Does the Secure Choice state-run retirement plan guarantee against taxpayer bailouts?

pension retirementArguably the biggest selling point for Secure Choice — the state-run, automatic retirement account measure signed into law last month — is the promise that taxpayers won’t be on the hook in the event of a loss.

The law has several provisions protecting the state (and employers, which are required to enroll employees into Secure Choice) against liability, including this one: 

“The state shall not have any liability for the payment of the retirement savings benefit earned by program participants pursuant to this title. The state, and any of the funds of the state, shall have no obligation for payment of the benefits arising from this title.”

To protect against losses, the state plans to invest in low-risk securities, like treasury bonds or the federal MyRA program, while another section in the law allows for the state to adopt recommendations that address “risk-sharing and smoothing of market losses and gains.”

“Investment option recommendations may include, but are not limited to, the creation of a reserve fund or the establishment of customized investment products. Implementation of an investment option recommendation pursuant to this subparagraph shall be contingent upon subsequent approval by the Legislature.”

What does that mean?

If enacted, a reserve fund could protect investments during years of low returns, according to a Secure Choice official. In years the market performs well, the board could pay out less than the actual realized return. The remainder would be used to fill a reserve fund, which in turn could increase payouts in years the market performs poorly.

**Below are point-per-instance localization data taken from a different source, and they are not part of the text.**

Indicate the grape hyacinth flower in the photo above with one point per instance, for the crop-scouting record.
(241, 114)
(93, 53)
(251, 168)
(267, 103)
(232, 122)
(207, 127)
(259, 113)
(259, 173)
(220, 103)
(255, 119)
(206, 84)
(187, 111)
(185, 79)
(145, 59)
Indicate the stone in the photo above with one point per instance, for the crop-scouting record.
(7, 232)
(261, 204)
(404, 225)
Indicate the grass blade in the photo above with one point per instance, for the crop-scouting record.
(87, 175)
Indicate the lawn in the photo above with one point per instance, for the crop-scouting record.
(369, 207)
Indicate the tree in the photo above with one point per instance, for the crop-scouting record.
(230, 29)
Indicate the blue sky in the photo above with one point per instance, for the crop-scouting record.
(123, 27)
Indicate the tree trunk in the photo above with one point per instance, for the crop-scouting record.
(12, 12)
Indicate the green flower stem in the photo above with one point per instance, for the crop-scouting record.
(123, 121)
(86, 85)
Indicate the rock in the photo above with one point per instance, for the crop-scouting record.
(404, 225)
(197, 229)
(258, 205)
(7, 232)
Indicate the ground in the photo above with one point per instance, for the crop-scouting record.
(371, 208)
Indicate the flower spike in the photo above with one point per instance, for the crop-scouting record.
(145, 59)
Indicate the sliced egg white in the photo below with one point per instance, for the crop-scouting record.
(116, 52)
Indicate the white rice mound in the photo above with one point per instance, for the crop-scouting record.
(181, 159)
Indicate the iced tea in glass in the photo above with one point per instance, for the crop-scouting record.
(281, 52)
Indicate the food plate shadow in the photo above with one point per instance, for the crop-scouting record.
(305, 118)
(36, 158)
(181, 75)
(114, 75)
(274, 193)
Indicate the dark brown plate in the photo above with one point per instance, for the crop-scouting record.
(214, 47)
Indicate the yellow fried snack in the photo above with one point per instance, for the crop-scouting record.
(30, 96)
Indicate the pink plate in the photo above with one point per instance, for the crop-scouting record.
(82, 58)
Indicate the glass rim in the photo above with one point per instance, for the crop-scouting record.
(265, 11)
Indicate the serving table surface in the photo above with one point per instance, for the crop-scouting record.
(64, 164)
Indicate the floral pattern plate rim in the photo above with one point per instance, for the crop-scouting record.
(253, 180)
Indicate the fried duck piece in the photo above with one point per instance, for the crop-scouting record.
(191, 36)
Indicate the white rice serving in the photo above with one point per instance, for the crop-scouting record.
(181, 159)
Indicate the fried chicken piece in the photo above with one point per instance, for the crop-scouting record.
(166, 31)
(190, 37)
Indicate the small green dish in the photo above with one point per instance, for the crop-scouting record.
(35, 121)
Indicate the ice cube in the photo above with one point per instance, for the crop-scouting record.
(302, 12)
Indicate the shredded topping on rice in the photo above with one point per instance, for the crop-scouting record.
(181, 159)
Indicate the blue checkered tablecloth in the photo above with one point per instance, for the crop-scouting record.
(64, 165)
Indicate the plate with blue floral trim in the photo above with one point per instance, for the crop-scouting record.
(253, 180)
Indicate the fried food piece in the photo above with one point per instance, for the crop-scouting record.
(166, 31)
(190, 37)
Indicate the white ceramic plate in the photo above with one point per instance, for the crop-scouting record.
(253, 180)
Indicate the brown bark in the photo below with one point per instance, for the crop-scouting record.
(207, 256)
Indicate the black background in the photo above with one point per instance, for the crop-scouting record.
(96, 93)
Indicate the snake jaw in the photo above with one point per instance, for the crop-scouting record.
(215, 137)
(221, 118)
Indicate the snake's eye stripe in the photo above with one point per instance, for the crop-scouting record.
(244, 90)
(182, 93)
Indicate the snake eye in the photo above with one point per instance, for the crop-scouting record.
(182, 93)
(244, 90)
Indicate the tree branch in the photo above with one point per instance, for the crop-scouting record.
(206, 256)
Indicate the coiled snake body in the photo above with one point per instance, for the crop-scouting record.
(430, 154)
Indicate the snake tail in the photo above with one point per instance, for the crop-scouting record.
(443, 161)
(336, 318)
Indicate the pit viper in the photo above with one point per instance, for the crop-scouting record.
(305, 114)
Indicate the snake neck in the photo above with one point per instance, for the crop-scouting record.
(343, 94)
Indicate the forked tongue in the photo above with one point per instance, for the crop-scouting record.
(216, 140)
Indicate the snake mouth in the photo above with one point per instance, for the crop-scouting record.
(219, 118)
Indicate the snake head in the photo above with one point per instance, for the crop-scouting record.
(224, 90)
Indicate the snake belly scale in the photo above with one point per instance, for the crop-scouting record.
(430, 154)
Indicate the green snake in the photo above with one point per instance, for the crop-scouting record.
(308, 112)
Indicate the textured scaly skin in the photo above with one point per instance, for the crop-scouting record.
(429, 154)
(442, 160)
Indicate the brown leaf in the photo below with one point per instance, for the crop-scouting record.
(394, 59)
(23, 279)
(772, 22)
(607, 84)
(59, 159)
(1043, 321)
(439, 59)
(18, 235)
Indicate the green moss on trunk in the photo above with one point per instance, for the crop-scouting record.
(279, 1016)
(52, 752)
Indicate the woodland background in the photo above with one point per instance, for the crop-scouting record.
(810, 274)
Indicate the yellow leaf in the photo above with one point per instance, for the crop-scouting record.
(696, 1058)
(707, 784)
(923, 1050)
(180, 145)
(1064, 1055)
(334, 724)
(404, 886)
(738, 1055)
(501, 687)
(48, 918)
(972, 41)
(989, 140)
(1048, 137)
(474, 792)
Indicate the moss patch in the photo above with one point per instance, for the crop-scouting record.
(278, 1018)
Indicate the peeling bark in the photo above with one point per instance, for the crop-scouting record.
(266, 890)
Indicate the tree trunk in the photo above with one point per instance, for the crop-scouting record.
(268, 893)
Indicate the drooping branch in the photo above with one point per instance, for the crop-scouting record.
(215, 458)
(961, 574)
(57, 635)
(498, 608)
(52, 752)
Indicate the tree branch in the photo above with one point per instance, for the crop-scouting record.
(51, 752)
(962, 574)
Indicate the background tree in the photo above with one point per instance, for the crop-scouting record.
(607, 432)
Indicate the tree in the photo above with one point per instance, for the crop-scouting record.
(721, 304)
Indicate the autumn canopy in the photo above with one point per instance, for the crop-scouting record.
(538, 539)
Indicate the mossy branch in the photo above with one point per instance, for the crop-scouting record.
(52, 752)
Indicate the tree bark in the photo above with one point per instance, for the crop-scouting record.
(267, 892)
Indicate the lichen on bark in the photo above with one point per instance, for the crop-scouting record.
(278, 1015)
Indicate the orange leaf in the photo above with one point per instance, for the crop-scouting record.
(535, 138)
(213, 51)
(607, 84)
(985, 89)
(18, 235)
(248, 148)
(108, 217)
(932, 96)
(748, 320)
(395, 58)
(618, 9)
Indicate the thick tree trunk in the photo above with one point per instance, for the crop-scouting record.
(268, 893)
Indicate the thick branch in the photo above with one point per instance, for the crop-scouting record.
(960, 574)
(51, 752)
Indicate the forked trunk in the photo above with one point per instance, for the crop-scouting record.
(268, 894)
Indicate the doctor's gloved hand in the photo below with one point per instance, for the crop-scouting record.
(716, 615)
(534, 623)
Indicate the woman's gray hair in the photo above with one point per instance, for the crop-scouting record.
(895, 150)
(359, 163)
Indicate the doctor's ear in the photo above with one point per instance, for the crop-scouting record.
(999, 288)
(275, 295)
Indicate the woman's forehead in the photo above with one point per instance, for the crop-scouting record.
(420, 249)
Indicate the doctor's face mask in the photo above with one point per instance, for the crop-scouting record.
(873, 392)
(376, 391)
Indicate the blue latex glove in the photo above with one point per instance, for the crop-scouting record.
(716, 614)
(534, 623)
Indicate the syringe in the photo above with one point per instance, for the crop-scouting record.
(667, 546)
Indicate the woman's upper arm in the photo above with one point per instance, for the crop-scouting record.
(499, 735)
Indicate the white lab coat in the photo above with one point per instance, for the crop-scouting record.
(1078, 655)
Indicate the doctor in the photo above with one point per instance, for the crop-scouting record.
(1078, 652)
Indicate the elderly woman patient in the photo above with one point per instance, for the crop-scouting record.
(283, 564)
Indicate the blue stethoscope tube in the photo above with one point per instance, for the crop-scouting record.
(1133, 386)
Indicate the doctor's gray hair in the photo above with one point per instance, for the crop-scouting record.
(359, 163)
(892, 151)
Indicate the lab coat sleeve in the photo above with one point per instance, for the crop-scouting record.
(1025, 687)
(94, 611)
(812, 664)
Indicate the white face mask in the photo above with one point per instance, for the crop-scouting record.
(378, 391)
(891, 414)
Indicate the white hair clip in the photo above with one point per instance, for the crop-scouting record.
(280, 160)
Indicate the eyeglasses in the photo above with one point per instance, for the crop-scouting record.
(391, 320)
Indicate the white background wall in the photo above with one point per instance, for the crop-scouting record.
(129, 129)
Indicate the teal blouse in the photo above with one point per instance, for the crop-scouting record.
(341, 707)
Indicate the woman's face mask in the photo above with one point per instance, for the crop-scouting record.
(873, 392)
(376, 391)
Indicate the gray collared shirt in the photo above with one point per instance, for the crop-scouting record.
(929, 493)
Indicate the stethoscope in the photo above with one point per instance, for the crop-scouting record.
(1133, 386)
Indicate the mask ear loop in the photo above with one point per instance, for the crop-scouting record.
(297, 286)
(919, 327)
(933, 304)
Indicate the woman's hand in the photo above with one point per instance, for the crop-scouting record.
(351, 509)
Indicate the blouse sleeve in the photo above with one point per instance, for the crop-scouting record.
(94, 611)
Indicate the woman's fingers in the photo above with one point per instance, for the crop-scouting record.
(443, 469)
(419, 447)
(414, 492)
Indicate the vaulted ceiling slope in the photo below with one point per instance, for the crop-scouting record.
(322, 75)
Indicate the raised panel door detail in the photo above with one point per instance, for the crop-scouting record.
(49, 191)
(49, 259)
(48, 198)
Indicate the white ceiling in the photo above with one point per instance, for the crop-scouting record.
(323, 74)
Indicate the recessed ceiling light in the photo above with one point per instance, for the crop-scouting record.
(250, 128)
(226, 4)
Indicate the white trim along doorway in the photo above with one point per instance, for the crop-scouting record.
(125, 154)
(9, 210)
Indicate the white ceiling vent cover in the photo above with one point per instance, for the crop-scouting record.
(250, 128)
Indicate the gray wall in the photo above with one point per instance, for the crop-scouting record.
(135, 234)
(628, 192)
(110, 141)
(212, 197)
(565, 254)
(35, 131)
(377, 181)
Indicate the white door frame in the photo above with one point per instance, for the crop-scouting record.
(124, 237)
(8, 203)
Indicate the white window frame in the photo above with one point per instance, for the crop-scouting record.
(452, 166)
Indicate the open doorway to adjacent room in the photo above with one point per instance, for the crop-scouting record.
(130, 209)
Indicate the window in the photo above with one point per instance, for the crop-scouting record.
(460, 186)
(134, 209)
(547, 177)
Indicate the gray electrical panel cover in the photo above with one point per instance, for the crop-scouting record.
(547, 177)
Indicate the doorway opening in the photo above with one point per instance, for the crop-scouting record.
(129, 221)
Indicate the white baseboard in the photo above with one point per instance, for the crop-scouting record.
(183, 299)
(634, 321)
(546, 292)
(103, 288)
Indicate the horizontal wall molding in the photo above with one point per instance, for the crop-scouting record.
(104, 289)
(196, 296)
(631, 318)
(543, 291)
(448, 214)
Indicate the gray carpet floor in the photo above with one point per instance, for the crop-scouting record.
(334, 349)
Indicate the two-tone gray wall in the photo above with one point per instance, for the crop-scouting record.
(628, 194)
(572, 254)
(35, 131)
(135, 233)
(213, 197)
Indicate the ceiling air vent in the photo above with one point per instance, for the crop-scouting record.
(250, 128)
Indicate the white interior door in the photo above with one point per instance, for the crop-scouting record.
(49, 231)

“Any reserve fund would have to be funded by participants themselves and not by the state,” according to Grant Boyken, deputy treasurer for retirement security and health care with the state Treasurer’s office. “The state can have no liability.”

Boyken reiterated that the Secure Choice Board has not made any decisions yet and is still considering many options. But it’s the ambiguity that leaves some observers concerned. 

Devil in the details

“Enabling more people to engage in retirement planning benefits them, society and government budgets,” said Carson Bruno, a research fellow with the Hoover Institution at Stanford University. “The devil, however, is in the details and how it is implemented.”

Bruno referenced the state’s pension crisis, where taxpayers are on the hook for $5.4 billion this year alone. Over the years, one big tweak, SB400, plus many minor tweaks, exacerbated the funding gap, despite claims that taxpayers would be protected.

“Secure Choice today isn’t a financial threat to taxpayers, but that doesn’t necessarily mean that future (lawmakers) won’t make it one tomorrow,” Bruno said. “Sacramento should work to ensure Secure Choice has strong protections built in – that can’t be tampered with by future lawmakers – to prevent it from becoming the next CalPERS or CalSTRS.”  

Heard this before

Those concerns have been most consistently echoed by Sen. John Moorlach, R-Costa Mesa, who notably predicted Orange County’s 1994 bankruptcy, which was largely prompted by risky investments made by the then-treasurer-tax collector.

Moorlach, a trained certified public account and certified financial planner, has repeatedly argued that it’s not a core mission of government to encourage savings by requiring employers to automatically enroll employees and set aside their wages.

Moorlach told CalWatchdog in a recent interview that whenever future economic downturns hit, producing low returns or worse, lawmakers may not be able to resist the temptation to try to fix the problem.

“They have this funny sense of guilt that if they don’t make up losses they’re somehow responsible for this,” Moorlach said.